Oh, it's healed. IT REMINDS ME OF YOU—the rest is a bad dream, like the film version of Lost in Space, The Trial of a Time Lord, and every live action version of Seuss (except sorta Five Thousand Fingers of Dr. T, which isn't great, but I'll give it a pass because I forgive Hans Conried most of his sins). I just wait for the line, wipe my eyes, and *click* back to the Netflix menu.

Now, one of these days, when I find a brilliant film editor to help me do my revisionist silent film edit of The Black Hole with Ernest Borgnine and every fucking stupid robot line redacted—then I'll stop picking at a scab.
posted by sonascope at 2:47 PM on September 24, 2012


Dear Shitbird:

You're out of the will.

No love,

Your Ex-mom

P.S. I thought I'd take this to the grave, but you remember when your girlfriend in high school decided that she was a lesbian? And broke up with you? And you stayed in your bedroom for a week, trying to muffle the sounds of your crying? Well, guess who turned her on to women. Damn, she was fiiiiiiiiiiiiiiiiine.
posted by Halloween Jack at 2:48 PM on September 24, 2012 [1 favorite]


Another good prank is to go to a video store and switch out the All Dogs Go to Heaven DVD with Plague Dogs.
posted by Atom Eyes at 2:49 PM on September 24, 2012 [7 favorites]


Also, I cried at the end of Philadelphia. Yes, I was that guy.
posted by Halloween Jack at 2:51 PM on September 24, 2012


My husband told me never to watch Toy Story III (he'd seen it with one of our adult children -I think I was out of town or something.)

He knows me WELL.
posted by St. Alia of the Bunnies at 2:51 PM on September 24, 2012


The Return of the King - Theodon says "I know your face" and my aorta just snaps right off.

I don't even really like the LOTR movies that much any more, but "I would have followed you my brother. My captain. My king." still gets me. As does the one truly worthwhile scene in the interminable end of ROTK: "My friends, you bow to no one."

But the number one movie scene still guaranteed to get me to cry: "Play 'La Marseillaise'. Play it."
posted by kmz at 2:55 PM on September 24, 2012 [5 favorites]


My daughter's best friend is a young boy her age (4 yrs). About a year ago he pulled me aside and said very seriously, "Has she seen Toy Story 3 yet?" I said, "No, not yet." He got this pained look on his face and said, "You shouldn't show it to her. It's a very sad movie. She will cry. Don't show her."

What wonderful empathy for a four-year-old. That's a fantastic kid, there.
posted by davejay at 2:56 PM on September 24, 2012 [5 favorites]


The entirety of The Color Purple.
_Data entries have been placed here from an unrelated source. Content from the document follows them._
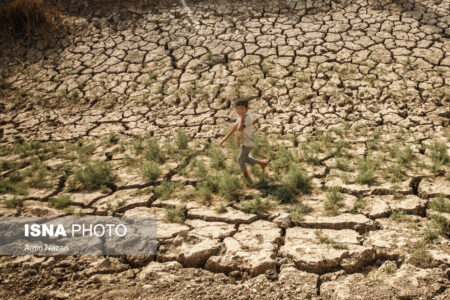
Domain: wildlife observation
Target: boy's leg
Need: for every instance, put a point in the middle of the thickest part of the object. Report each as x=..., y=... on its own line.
x=242, y=159
x=251, y=160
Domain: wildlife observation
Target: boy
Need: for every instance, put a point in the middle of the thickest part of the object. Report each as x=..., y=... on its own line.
x=244, y=127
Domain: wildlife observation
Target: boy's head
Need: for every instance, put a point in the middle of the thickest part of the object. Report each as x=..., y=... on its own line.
x=241, y=106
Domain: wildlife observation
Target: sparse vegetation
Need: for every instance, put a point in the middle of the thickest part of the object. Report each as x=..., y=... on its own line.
x=221, y=208
x=358, y=205
x=163, y=190
x=175, y=214
x=217, y=157
x=421, y=256
x=153, y=151
x=204, y=192
x=437, y=225
x=14, y=202
x=256, y=206
x=92, y=176
x=440, y=204
x=323, y=239
x=439, y=156
x=151, y=170
x=398, y=215
x=366, y=171
x=331, y=203
x=298, y=212
x=181, y=139
x=229, y=187
x=60, y=202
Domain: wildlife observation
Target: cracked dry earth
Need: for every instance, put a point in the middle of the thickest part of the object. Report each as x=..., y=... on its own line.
x=353, y=93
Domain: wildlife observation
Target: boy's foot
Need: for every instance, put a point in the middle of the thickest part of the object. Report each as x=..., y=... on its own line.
x=247, y=177
x=264, y=164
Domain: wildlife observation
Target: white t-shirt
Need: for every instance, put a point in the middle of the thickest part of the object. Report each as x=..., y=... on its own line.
x=245, y=137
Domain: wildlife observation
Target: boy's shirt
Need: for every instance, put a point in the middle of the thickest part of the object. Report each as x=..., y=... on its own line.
x=245, y=137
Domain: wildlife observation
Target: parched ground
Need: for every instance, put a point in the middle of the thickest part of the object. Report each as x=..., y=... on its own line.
x=123, y=113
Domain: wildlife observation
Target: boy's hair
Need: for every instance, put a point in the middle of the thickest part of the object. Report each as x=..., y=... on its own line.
x=242, y=102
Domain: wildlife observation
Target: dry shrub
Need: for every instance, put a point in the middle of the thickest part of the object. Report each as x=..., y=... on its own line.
x=26, y=16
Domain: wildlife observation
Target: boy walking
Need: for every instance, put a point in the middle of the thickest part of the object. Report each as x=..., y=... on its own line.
x=246, y=140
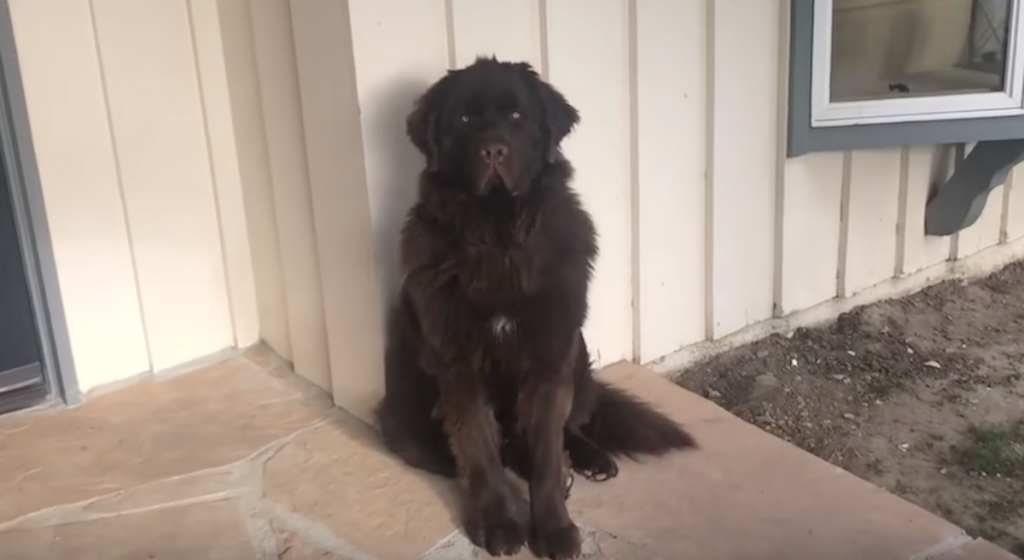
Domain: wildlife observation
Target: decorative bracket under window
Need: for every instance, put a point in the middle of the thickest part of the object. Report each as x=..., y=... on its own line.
x=958, y=202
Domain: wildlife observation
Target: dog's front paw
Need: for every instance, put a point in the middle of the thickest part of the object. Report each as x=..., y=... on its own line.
x=559, y=544
x=499, y=525
x=592, y=462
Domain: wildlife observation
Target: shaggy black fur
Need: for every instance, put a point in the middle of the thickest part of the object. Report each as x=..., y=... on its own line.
x=486, y=367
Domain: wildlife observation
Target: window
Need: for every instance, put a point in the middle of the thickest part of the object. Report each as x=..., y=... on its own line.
x=875, y=73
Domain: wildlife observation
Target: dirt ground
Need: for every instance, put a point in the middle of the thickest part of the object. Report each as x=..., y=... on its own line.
x=922, y=395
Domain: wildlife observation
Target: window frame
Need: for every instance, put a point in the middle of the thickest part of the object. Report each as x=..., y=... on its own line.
x=954, y=126
x=824, y=113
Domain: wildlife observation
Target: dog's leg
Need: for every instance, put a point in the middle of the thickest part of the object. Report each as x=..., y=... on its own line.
x=496, y=515
x=592, y=462
x=544, y=406
x=514, y=457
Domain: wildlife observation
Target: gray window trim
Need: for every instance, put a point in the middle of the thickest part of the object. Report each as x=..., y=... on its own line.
x=805, y=139
x=16, y=149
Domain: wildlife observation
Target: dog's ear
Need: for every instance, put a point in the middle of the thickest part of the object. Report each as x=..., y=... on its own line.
x=421, y=125
x=559, y=117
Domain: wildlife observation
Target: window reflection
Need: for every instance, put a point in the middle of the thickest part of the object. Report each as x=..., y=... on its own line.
x=900, y=48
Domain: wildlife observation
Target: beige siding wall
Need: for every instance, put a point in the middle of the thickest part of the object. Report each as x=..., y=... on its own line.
x=190, y=176
x=123, y=147
x=217, y=172
x=706, y=227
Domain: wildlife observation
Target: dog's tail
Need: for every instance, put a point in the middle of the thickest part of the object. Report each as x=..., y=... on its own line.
x=624, y=425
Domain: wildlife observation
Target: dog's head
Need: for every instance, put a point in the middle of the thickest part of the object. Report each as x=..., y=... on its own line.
x=491, y=125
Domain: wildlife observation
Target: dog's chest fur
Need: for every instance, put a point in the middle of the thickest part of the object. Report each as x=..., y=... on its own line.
x=499, y=264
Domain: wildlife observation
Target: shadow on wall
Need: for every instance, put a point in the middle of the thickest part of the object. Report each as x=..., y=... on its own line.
x=393, y=167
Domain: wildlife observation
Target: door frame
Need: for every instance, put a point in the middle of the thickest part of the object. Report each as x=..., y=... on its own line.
x=32, y=225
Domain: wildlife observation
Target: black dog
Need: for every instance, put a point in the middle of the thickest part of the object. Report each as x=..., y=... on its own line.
x=486, y=365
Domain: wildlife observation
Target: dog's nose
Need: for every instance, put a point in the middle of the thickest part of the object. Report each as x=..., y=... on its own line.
x=495, y=154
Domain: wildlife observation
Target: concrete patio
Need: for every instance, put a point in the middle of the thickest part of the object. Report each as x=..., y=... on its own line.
x=242, y=460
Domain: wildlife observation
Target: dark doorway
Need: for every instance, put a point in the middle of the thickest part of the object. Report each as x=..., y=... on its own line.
x=22, y=380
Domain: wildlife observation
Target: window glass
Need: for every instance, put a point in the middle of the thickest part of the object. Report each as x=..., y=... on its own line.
x=911, y=48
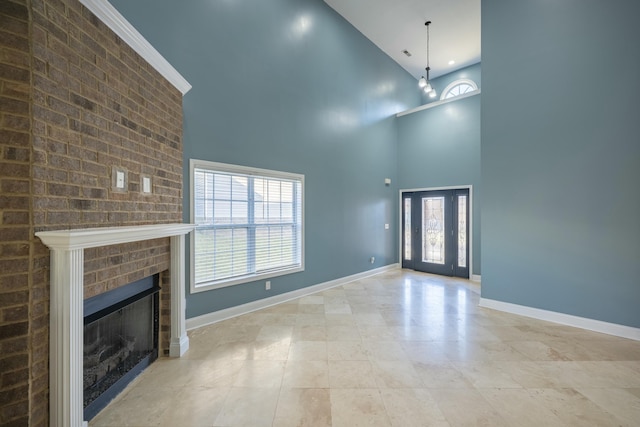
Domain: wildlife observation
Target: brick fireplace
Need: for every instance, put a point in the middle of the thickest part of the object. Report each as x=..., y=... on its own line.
x=81, y=108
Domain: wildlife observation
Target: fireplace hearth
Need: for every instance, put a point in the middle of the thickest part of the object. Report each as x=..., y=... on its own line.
x=120, y=340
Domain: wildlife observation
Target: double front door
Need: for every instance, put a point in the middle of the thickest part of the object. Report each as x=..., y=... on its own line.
x=435, y=231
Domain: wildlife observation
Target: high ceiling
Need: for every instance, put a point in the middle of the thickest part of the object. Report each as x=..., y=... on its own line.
x=398, y=25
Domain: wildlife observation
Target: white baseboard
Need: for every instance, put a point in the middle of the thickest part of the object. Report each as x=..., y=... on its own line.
x=227, y=313
x=564, y=319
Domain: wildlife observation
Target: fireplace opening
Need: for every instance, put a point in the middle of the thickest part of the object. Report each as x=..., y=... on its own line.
x=120, y=340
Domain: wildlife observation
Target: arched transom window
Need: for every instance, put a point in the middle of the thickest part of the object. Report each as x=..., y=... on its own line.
x=458, y=87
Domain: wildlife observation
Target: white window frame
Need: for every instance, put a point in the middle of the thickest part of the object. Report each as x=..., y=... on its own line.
x=455, y=83
x=243, y=170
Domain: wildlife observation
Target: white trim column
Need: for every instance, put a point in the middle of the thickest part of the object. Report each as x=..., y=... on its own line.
x=66, y=330
x=179, y=340
x=66, y=337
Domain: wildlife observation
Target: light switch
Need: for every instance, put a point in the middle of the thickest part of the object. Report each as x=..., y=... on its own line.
x=146, y=184
x=119, y=179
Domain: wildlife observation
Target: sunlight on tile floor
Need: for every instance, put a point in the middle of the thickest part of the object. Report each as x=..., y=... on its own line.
x=398, y=349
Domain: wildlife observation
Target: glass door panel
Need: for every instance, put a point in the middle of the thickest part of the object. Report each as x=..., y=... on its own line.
x=435, y=231
x=433, y=238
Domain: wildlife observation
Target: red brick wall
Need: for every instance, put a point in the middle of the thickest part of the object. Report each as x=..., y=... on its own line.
x=15, y=216
x=76, y=101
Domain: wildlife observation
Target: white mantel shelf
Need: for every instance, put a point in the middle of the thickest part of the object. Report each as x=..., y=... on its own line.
x=85, y=238
x=67, y=306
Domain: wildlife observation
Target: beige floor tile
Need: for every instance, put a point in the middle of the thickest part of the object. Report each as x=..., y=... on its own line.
x=412, y=408
x=397, y=349
x=440, y=375
x=194, y=407
x=308, y=350
x=395, y=374
x=486, y=375
x=137, y=406
x=573, y=408
x=343, y=333
x=385, y=350
x=260, y=374
x=351, y=374
x=310, y=333
x=274, y=333
x=263, y=350
x=432, y=351
x=306, y=374
x=623, y=405
x=536, y=350
x=310, y=319
x=466, y=407
x=346, y=350
x=358, y=408
x=305, y=407
x=214, y=373
x=248, y=407
x=518, y=409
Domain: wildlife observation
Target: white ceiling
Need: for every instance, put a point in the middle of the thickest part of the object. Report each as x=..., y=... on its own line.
x=396, y=25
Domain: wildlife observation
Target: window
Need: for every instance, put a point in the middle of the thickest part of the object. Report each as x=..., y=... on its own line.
x=249, y=224
x=459, y=87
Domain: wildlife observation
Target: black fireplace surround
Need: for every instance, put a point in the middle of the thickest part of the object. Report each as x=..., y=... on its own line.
x=120, y=340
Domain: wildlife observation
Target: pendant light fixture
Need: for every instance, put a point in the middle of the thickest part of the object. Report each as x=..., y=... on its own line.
x=424, y=82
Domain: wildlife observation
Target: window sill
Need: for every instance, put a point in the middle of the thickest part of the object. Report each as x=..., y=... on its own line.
x=209, y=286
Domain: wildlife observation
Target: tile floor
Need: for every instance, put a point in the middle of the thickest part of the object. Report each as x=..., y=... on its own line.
x=398, y=349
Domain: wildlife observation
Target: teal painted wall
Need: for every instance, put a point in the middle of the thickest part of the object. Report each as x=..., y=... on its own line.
x=561, y=156
x=289, y=85
x=440, y=147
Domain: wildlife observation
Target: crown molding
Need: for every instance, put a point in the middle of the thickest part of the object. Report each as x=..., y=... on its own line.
x=119, y=25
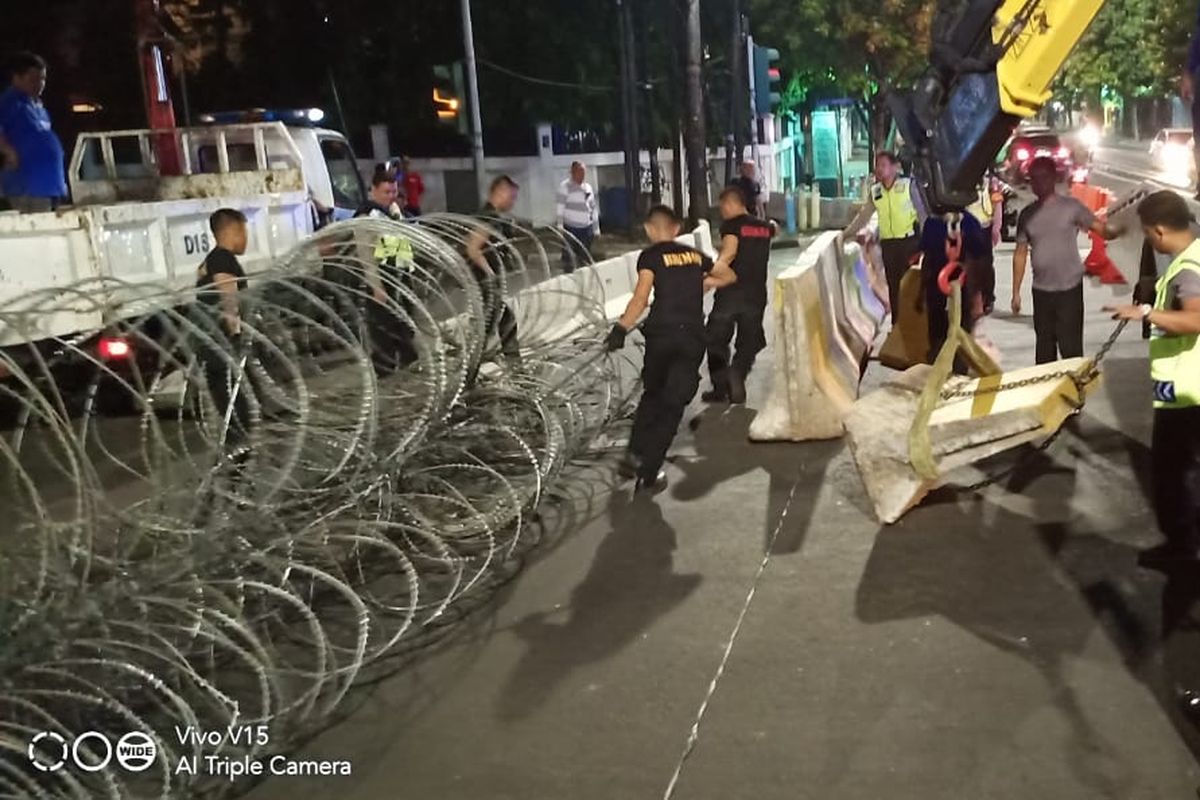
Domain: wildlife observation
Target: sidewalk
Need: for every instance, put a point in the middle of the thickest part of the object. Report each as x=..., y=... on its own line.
x=996, y=647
I refuse to see it with anyone else just so they don't have to see my fat face crying.
posted by grubi at 3:00 PM on September 24, 2012 [3 favorites]


I seem to be nearly alone among my friends in thinking that Toy Story 3 was the weakest of the three TS movies. It's good, don't get me wrong, but by the supremely high standards of the rest of the series? Not so much. The incinerator scene was part of that, because I just didn't believe for a second that Pixar was about to kill off the entire cast of their movie in a hideous way.

Now, if one of the toys was dangling off the edge over the fire, that would have been some real peril, because Pixar aren't above doing really horrible things to at least one character per film. (As are Disney in general, actually - cf. Mufasa, Bambi's mother, etc.) All of them? Not going to happen, so there just wasn't any tension there.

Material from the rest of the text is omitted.